The coronavirus strain named B.1.1.7, discovered in the UK in December, is set to become the dominant strain in the United States. B.1.1.7 is more contagious and has genetic mutations that help it to spread faster among people.
Experts estimate that the variant currently causes less than half a percent of U.S. COVID-19 cases, but the number will soon surge and outpace the most prevalent viral variants currently affecting people in at least two months.
Vaccinations might help reduce the spread
In a study carried out by a team of researchers, a simulation was run to determine how the variant might spread in the country from January to April 2021.
Assuming that the variant is 50% more transmissible than other viral versions already in the United States, 10 to 30 percent of people have immunity against any form of the virus from a previous bout of COVID-19, B.1.1.7 could cause most coronavirus cases in the country by March, the researchers found.
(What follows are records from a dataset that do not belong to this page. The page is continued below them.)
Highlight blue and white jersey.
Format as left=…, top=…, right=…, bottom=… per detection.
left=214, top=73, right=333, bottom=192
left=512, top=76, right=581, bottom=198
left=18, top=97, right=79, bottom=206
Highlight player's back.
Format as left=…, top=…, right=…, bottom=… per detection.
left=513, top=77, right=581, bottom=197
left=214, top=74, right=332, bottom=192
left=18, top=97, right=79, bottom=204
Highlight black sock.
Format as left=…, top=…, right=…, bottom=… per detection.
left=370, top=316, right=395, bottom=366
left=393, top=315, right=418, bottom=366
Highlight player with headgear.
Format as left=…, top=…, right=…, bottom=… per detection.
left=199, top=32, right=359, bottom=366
Vaccinating up to 1 million people a day could help substantially reduce the number of COVID-19 cases—and hospitalizations and deaths—caused by the new variant, the modeling study suggests.
Reducing the transmission of coronavirus is crucial
Since the rollout of vaccines in December, more than 10 million people have been inoculated against the coronavirus in the United States.
But researchers warn that other measures have to be carried out to effectively reduce the spread of the virus.
“These measures will be more effective if they are instituted sooner rather than later,” the researchers said in their report.
Because B.1.1.7 is more transmissible, people must be more rigorous about following public health guidelines such as wearing masks to curb its spread, staying away from crowded areas, disinfecting surfaces, etc. This will give medical experts more time to vaccinate people and build up community immunity.